Tuesday, August 16, 2005

Changing Modes of Canadian Complicity

With the turn towards a more naked version of imperialism by our southern neighbour over the last four or five years, the current Canadian model of international behaviour has received much attention -- disparagement from radical right extremists and often uncritical fawning from liberals on both sides of the borders, and increasing frustration from a few Canadians with more radical analyses who are trying to puncture the myth of Canadian liberalism and show how oppressively hypocritical the foreign policy approach of the Canadian state almost always actually is.

For example, along with the links I posted the other day, there is also this article by Derrick O'Keefe on General Hillier and the renewed Canadian enthusiasm to shed blood in the occupation of Afghanistan; this article from Matthew Behrens of Homes Not Bombs outlining just a smidgen of the ways in which corporate Canada profits from war and destruction; all the writing that Yves Engler and Anthony Fenton have done on Canadian complicity in Haiti over the last year or two; and that's just a sampling of stuff that occurred to me without putting any effort into looking.
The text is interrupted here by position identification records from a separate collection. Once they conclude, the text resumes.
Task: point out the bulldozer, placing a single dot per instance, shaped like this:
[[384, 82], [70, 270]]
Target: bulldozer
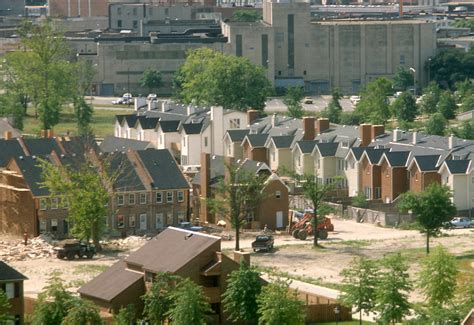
[[304, 227]]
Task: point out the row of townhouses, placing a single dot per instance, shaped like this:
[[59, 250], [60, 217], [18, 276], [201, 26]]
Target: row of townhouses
[[381, 164]]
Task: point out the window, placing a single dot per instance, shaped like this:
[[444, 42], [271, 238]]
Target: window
[[142, 198], [42, 204], [180, 196], [131, 199], [159, 197], [131, 221]]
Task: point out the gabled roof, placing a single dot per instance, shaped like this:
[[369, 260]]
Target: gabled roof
[[163, 169], [172, 250], [7, 273]]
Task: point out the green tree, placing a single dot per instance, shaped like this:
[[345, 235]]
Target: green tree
[[403, 79], [392, 290], [358, 286], [83, 188], [447, 105], [82, 312], [151, 79], [240, 297], [157, 300], [374, 106], [237, 196], [432, 208], [211, 78], [278, 305], [248, 16], [404, 107], [436, 124], [189, 306], [53, 303], [5, 317], [292, 100]]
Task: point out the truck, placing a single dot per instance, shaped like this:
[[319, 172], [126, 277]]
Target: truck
[[263, 243]]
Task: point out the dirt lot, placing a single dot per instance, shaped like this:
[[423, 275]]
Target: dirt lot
[[290, 256]]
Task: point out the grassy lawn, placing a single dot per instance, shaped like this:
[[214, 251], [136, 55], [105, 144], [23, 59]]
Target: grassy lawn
[[102, 122]]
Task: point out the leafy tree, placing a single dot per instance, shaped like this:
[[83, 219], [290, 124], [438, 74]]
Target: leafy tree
[[403, 79], [53, 303], [430, 98], [432, 208], [189, 304], [151, 79], [83, 188], [212, 78], [359, 284], [248, 16], [436, 124], [157, 300], [278, 305], [447, 105], [404, 107], [292, 100], [240, 297], [392, 290], [4, 308], [374, 106], [82, 312], [236, 196]]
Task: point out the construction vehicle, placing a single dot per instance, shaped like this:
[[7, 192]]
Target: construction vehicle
[[304, 227]]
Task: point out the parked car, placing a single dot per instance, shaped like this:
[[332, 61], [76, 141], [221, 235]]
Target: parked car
[[263, 242]]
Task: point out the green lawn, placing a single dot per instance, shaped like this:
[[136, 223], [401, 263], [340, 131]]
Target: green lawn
[[102, 122]]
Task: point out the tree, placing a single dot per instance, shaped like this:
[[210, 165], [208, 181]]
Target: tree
[[211, 78], [359, 284], [240, 297], [403, 79], [447, 105], [53, 303], [157, 300], [436, 124], [374, 106], [292, 100], [432, 208], [404, 107], [82, 312], [5, 318], [278, 305], [84, 188], [189, 305], [248, 16], [237, 195], [392, 290], [151, 79]]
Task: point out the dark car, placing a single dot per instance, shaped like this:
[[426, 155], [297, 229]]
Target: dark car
[[263, 243]]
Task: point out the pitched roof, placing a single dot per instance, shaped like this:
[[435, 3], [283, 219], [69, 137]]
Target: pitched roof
[[113, 281], [9, 273], [171, 250], [111, 144], [163, 169]]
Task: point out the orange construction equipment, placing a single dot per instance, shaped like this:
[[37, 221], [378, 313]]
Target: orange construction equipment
[[304, 227]]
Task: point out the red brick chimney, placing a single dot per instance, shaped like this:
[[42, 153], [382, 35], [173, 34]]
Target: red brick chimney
[[308, 128], [322, 124], [365, 134]]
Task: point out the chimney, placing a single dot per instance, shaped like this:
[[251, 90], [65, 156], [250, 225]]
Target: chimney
[[322, 124], [365, 134], [7, 135], [308, 128], [397, 135], [252, 115], [377, 130]]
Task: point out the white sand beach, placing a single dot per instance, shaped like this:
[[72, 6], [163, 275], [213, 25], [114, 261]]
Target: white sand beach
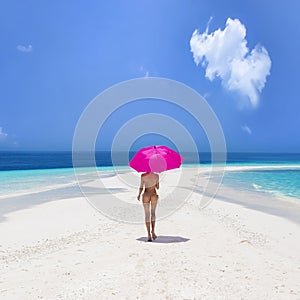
[[243, 245]]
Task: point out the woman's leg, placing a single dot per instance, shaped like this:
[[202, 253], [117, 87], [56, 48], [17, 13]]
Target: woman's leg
[[146, 204], [154, 199]]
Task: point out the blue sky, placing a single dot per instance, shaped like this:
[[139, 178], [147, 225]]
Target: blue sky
[[56, 56]]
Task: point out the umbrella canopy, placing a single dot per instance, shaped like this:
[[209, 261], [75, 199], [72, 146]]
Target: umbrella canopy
[[155, 159]]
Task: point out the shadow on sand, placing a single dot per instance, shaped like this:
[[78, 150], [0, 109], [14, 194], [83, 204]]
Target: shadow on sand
[[165, 239]]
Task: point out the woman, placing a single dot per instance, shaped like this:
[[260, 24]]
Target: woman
[[149, 181]]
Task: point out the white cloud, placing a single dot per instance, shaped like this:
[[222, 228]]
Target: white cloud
[[3, 135], [23, 48], [246, 129], [224, 54]]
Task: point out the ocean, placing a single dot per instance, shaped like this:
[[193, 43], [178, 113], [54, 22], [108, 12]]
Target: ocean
[[25, 172]]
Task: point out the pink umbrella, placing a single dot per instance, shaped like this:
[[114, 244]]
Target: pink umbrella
[[155, 159]]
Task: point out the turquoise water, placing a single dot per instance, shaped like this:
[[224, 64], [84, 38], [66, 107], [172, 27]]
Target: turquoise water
[[26, 181], [277, 181], [285, 182]]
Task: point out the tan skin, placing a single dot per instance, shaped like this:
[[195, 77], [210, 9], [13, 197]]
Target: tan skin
[[149, 181]]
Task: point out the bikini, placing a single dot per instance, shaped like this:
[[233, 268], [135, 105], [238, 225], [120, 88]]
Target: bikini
[[150, 194]]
A few of the pieces to which I've linked make mention of General Hillier's bloodthirsty and racist comments, and in the liberal and left Canadian blogosphere many more expressions of surprise, dismay, and disapproval have been written. Some that I've seen choose to emphasize the ways in which what he says is symbollic of a discontinuity with a supposed Canadian tradition of peace, while a few point out that they are only relevant because they are more honest than most Canadian elites usually are about what has always been true of Canadian foreign policy. Frankly, I think some of the dismay at his comments has more to do with the ways in which they make it harder to harbour illusions about Canada's role in the world, or perhaps because they are just "not tasteful things to say" whether they are true or not. And of course, regardless of how they relate to past Canadian conduct, their racism and embrace of empire should be deplored and the ideals they represent should be actively opposed.

I would argue that though they are completely consistent with Canadian behaviour around the world, it is important to recognize that there is political significance to their discontinuity with the official and widely believed Canadian narrative of our role in the world since at least World War II. Though they break with the tradition of Canadian hypocrisy, they also symbolize the current dangerous historical moment -- a moment in which the dominance of the radical right in Washington has helped empower a minority of Canadian elites (most visibly clustered around Stephen Harper). Both of those groups want to create a discontinuity, a very particular sort of change in how Canada deals with war and empire. The change being sought is quite modest in terms of how it would affect our actual participation in such sordid business, but is more about a seismic shift in the official narratives that tend to accompany our complicity, in the service of broader goals.

Canada, of course, is a product of war and empire. The state which regulates life in northern North America today is instituitonally descended from other institutions of various kinds projected by imperial states in Europe, via violence and deception, onto territory that formerly supported Aboriginal political economies.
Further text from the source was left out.